By Adrian Maties, Associate Editor The Cincinnati City Council voted unanimously last Wednesday to approve the first $1 million in city money toward the “Homeless to Homes” campaign, a project meant to build, rebuild and relocate three homeless shelters across the [...]

The Cincinnati City Council voted unanimously last Wednesday to approve the first $1 million in city money toward the “Homeless to Homes” campaign, a project meant to build, rebuild and relocate three homeless shelters across the Queen City. Eventually, the city will spend $10 million on the plan.

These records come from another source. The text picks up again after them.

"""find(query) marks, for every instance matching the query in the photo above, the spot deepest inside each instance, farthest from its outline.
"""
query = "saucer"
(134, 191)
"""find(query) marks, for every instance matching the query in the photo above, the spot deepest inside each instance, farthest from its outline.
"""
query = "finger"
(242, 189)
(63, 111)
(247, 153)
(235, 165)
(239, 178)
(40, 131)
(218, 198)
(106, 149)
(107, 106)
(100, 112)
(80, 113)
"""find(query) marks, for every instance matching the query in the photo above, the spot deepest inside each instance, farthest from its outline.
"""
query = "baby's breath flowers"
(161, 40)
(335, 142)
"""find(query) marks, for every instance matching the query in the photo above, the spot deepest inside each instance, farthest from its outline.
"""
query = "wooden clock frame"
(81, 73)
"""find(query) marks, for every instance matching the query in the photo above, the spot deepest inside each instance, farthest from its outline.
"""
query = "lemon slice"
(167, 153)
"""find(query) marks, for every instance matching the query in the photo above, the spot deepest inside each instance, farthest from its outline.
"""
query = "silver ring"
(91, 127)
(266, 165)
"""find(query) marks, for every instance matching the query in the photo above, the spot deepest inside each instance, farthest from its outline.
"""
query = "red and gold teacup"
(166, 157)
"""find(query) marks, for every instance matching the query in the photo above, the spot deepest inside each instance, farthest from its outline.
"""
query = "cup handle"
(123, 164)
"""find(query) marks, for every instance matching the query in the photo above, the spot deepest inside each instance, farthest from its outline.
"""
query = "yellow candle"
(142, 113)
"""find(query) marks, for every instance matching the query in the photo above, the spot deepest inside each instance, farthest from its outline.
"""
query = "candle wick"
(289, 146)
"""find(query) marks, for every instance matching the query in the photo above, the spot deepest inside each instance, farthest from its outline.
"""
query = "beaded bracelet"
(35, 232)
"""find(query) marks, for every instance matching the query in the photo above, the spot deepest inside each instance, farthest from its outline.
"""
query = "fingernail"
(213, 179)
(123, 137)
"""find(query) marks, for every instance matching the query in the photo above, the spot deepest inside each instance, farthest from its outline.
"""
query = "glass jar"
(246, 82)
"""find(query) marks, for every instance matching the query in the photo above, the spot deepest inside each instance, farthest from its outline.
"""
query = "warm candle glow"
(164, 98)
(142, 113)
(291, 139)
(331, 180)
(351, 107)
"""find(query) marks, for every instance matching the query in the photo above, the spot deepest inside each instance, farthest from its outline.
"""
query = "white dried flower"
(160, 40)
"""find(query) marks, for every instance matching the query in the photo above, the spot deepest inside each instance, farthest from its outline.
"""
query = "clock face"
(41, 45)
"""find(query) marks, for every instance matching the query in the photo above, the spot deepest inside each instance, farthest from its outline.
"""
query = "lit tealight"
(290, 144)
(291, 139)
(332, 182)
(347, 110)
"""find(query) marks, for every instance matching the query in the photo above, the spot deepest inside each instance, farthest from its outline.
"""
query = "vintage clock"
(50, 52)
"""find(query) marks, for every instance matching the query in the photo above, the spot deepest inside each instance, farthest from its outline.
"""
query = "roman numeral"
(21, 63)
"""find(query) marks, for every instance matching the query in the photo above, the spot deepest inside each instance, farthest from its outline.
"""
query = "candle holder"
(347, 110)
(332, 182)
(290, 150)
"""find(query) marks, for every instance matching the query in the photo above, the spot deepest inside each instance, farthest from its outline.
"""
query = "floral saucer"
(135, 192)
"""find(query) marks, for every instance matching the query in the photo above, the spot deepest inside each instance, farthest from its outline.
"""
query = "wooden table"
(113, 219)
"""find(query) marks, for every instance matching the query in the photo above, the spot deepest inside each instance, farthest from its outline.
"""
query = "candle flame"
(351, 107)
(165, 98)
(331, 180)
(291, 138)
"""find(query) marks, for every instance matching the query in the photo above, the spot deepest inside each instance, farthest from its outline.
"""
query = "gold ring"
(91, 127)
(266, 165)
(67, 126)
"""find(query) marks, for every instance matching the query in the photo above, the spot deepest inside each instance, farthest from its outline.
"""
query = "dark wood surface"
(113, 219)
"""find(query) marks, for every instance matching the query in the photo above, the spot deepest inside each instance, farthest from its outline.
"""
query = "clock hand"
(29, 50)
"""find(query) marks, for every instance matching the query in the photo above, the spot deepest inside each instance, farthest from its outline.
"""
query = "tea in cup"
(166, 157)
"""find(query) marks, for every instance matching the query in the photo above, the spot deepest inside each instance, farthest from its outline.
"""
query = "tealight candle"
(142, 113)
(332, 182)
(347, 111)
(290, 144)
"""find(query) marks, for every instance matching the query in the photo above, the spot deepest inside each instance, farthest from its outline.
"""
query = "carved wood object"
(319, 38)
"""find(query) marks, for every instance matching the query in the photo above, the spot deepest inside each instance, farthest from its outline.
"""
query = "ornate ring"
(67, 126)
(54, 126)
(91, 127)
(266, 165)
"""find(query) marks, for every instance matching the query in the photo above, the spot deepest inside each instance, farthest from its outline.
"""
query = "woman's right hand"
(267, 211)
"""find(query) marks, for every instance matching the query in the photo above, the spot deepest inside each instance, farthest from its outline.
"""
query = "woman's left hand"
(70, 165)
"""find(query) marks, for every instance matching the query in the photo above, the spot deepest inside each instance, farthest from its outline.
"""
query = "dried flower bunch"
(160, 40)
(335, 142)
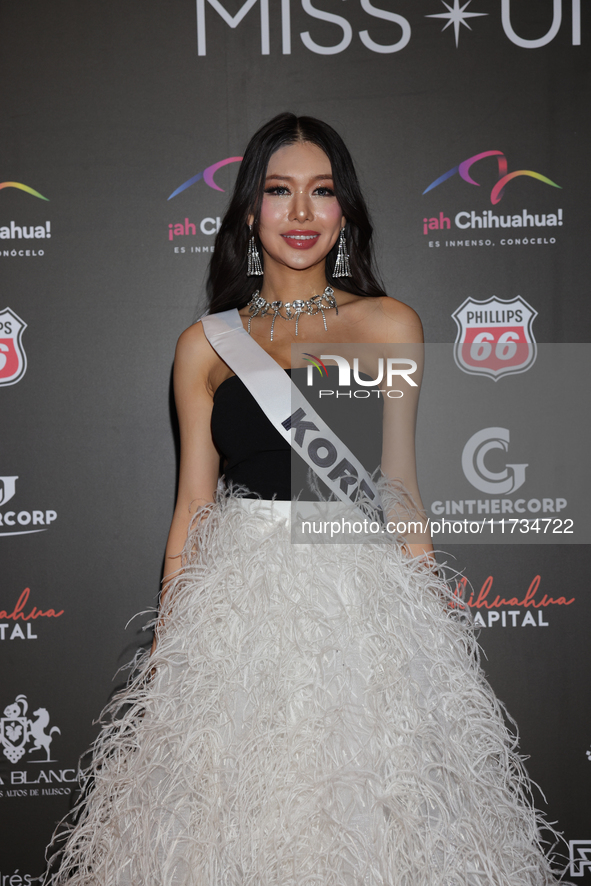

The Cincinnati Center City Development Corp. (3CDC) is leading the $25 million fundraising effort, together with Strategies to End Homelessness Inc. With the city’s $10 million, it will be more than halfway to its goal. According to public records, the funds will help build a new City Gospel Mission in the West End, create a new YWCA-operated women’s emergency shelter from scratch in Mount Auburn and relocate the Drop Inn Center from the Washington Park area of Over-the-Rhine to a still-undetermined location.

The city’s contribution will come from block grant money used for community development ($1.6 million), unspent capital funds ($1.4 million), a loan from the U.S. Department of Housing and Urban Development ($5 million) and money from the 2013 capital budget ($2 million). In addition to the city funds, 3CDC and Strategies to End Homelessness have $3 million in other commitments, with the Procter & Gamble Co. pledging $1 million.

The YWCA women’s shelter will have 60 beds for single women in a nearly 20,000-square-foot facility that is expected to be completed by 2013. City Gospel Mission shelter will have 76 beds and 42 transitional beds for single men and is expected to be finished in late 2012. The new Drop Inn Center will have 150 beds for single men only. 3CDC has spent more than $3 million on site acquisition for City Gospel Mission and the YWCA and design work for those projects.

Although the new facilities will help homeless people, the shelter plan is not without controversy. Nearby businesses and neighbors in the West End and Queensgate neighborhoods are against the idea, claiming that the decision is illegal.